The starship USS Enterprise NCC-1701 is back. Star Trek: Discovery has just aired its first season finale on Sunday, and the final moments will shock Trekkies across the universe as the classic Enterprise warps in for a rendezvous with the USS Discovery. But because the Enterprise has been redesigned again, does that mean Discovery violates canon? Will fans freak out? The showrunners of Star Trek: Discovery — Aaron Harberts and Gretchen J. Berg —say everyone can relax. Not only did they think about this a lot, they also knew they had to bring back the original Enterprise.
Since early photos of the new Discovery uniforms and spaceship aesthetics emerged in the summer of 2017, fans have been divided. Some fans argue, that because Discovery takes place roughly ten years before the classic show, in the year 2256, everything should look like the 1960s concept of the future. One fan on Reddit dislikes the uniforms and ship designs in Discovery so much, calling them “An OCD nightmare…GAH!” But, these angered fans are clearly still watching Discovery and now that the Enterprise has appeared, the latest Trek is actively extending an olive branch to fans concerned about old-school canon.
“It’s been the elephant in the room,” Discovery co-showrunner Gretchen J. Berg tells Inverse. “We are in this timeline. I think all the viewers were wondering and we were asking ourselves, and it had to be addressed.” Aaron Harberts agrees, pointing out that the inevitability of Discovery running into the established events of Trek’s future-history. “There were so many questions as to how we were going to reconcile Discovery with canon,” he explains. “And we wanted to rip that band-aid off and have our crew encounter the Enterprise. We wanted to put the fans minds’ at ease that Discovery truly does have a place in this timeline.”
Fan discussions about the nitty-gritty aspects of the starships of Star Trek goes all the way back to the Seventies. When Inverse spoke to former Star Trek: The Next Generation executive producer Ronald D. Moore shortly before the launch of Discovery, he said this kind of thing has been going on for a long time. “I remember when the Star Fleet technical manual came out in the Seventies, and the blueprints of the Enterprise were in it. And people picked them apart,” Moore said. “They were like ‘Deck Five on the Enterprise did not have this in it. There’s a bowling alley and there should not have been a bowling alley.’”
“One thing I have learned is that I haven’t seen Star Trek fans be able to agree on anything. Some Star Trek fans are going to love the new design and some are going to hate it.” — Aaron Harberts
The new USS Enterprise on Discovery is in theory, the old USS Enterprise from the old Seventies technical manuals Moore remembers. And though its new design doesn’t alter the old ship as much as perhaps the J.J. Abrams films did, it still has some new flourishes. The designs sits somewhere between the classic feature film version of the Enterprise, the Sixties ship, and the blue-ish aesthetic of Discovery has established. But Harberts isn’t too worried if fans do or don’t like the new Enterprise.

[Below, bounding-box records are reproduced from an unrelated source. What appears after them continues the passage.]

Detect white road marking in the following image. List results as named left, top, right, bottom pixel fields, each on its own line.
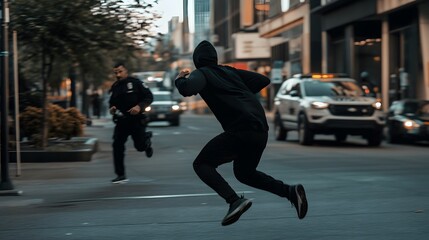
left=188, top=126, right=201, bottom=131
left=61, top=191, right=254, bottom=203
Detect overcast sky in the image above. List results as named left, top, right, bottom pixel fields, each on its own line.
left=154, top=0, right=194, bottom=33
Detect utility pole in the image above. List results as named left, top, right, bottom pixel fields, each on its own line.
left=0, top=0, right=20, bottom=195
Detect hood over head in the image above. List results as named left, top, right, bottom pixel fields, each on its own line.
left=193, top=40, right=217, bottom=68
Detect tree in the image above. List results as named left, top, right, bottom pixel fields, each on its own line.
left=10, top=0, right=160, bottom=147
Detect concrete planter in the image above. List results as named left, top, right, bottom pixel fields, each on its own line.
left=9, top=137, right=98, bottom=162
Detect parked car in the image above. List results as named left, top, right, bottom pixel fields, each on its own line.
left=386, top=99, right=429, bottom=143
left=274, top=74, right=385, bottom=146
left=145, top=91, right=183, bottom=126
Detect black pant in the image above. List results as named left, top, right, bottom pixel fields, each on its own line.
left=193, top=131, right=289, bottom=203
left=112, top=116, right=150, bottom=176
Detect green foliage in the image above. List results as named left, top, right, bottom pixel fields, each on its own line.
left=19, top=104, right=86, bottom=145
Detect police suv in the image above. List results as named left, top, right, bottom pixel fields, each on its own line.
left=274, top=74, right=385, bottom=146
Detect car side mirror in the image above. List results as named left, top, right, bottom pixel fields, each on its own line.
left=289, top=90, right=300, bottom=97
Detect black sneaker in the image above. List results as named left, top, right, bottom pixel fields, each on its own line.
left=145, top=147, right=153, bottom=158
left=112, top=176, right=128, bottom=184
left=289, top=184, right=308, bottom=219
left=222, top=197, right=252, bottom=226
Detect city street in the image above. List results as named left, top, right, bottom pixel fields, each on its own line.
left=0, top=113, right=429, bottom=240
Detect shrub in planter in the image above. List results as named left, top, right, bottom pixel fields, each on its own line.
left=19, top=104, right=86, bottom=142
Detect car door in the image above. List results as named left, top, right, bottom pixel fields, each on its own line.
left=285, top=81, right=302, bottom=129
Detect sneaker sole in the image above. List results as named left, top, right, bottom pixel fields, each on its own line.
left=222, top=199, right=252, bottom=226
left=112, top=179, right=128, bottom=184
left=146, top=147, right=153, bottom=158
left=295, top=184, right=308, bottom=219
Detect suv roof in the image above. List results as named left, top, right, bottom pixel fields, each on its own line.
left=293, top=73, right=350, bottom=79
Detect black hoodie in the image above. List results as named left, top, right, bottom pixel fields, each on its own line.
left=175, top=41, right=270, bottom=131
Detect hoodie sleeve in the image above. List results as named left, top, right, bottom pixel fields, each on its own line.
left=174, top=70, right=207, bottom=97
left=135, top=80, right=153, bottom=110
left=237, top=69, right=270, bottom=93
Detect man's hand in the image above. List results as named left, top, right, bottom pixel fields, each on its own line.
left=176, top=69, right=191, bottom=79
left=128, top=105, right=142, bottom=115
left=109, top=106, right=116, bottom=115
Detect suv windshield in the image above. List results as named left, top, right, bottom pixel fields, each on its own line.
left=153, top=93, right=171, bottom=101
left=403, top=102, right=429, bottom=117
left=303, top=80, right=363, bottom=97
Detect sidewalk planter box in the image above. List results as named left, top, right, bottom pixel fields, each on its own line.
left=9, top=137, right=98, bottom=162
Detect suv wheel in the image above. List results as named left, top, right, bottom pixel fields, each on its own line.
left=298, top=114, right=314, bottom=145
left=335, top=133, right=347, bottom=142
left=274, top=117, right=287, bottom=141
left=367, top=130, right=383, bottom=147
left=170, top=118, right=180, bottom=126
left=386, top=125, right=401, bottom=143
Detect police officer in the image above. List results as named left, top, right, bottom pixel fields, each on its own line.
left=109, top=63, right=153, bottom=183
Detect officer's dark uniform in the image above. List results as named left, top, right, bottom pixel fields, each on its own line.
left=109, top=77, right=153, bottom=177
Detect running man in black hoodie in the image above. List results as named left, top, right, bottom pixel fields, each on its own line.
left=175, top=41, right=308, bottom=226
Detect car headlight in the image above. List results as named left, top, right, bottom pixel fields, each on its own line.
left=171, top=105, right=180, bottom=111
left=372, top=101, right=381, bottom=110
left=311, top=102, right=329, bottom=109
left=403, top=120, right=420, bottom=130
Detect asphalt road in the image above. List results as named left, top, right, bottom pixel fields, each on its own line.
left=0, top=114, right=429, bottom=240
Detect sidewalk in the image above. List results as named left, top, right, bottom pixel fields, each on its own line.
left=0, top=118, right=115, bottom=208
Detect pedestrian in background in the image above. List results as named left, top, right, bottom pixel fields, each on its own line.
left=175, top=41, right=308, bottom=226
left=91, top=88, right=101, bottom=119
left=109, top=63, right=153, bottom=183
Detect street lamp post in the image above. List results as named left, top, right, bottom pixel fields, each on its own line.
left=0, top=0, right=17, bottom=195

“One thing I have learned is that I haven’t seen Star Trek fans be able to agree on anything. Some Star Trek fans are going to love the new design and some are going to hate it,” Harberts said. “But what people need to realize is that we’ve got visual artists, production designers, and our visual effects people, that are fans on staff. I just hope peoples’ ire or emotions don’t get in the way of enjoying the show. You have to embrace where you’re at now.”
No matter how radically different the new Enterprise, or anything else on Discovery might seem, Harberts and Berg have history on their side. “There are crazy turns in Star Trek design history,” Trek historian Larry Nemecek told Inverse in September 2017. “Some people say the original series is just the children’s version of that era.”
With Discovery, Star Trek is certainly not a children’s version of anything that came before it, even if its timeline is butting-up against the events of a science fiction TV show that is over fifty years old. And though the original series Star Trek theme music plays over the end credits for the Discovery season finale, Berg and Harberts are adamant that this show isn’t a nostalgia trip. “What I want our audiences to remember is that our show is Star Trek…Discovery.” Harberts says with emphasis on the titular ship. “And the lens through which we tell our stories is always going to be Michael Burnham and the Discovery crew.”
Berg is excited about the Enterprise and what it means for season 2 of Star Trek: Discovery. And she hopes fans see the return of the Enterprise as part a blend of the old an new. “Such love and care is always paid to canon,” she explains. “And that can make us nervous, but it’s also a great privilege to be part of this.”
Hopefully, fans will agree, and judge the new starship Enterprise by the way it boldly goes, just as much as the way it looks.
Star Trek: Discovery’s first season is streaming in its entirety on CBS-All Access. The series has been renewed for season 2, but no release date has been announced yet.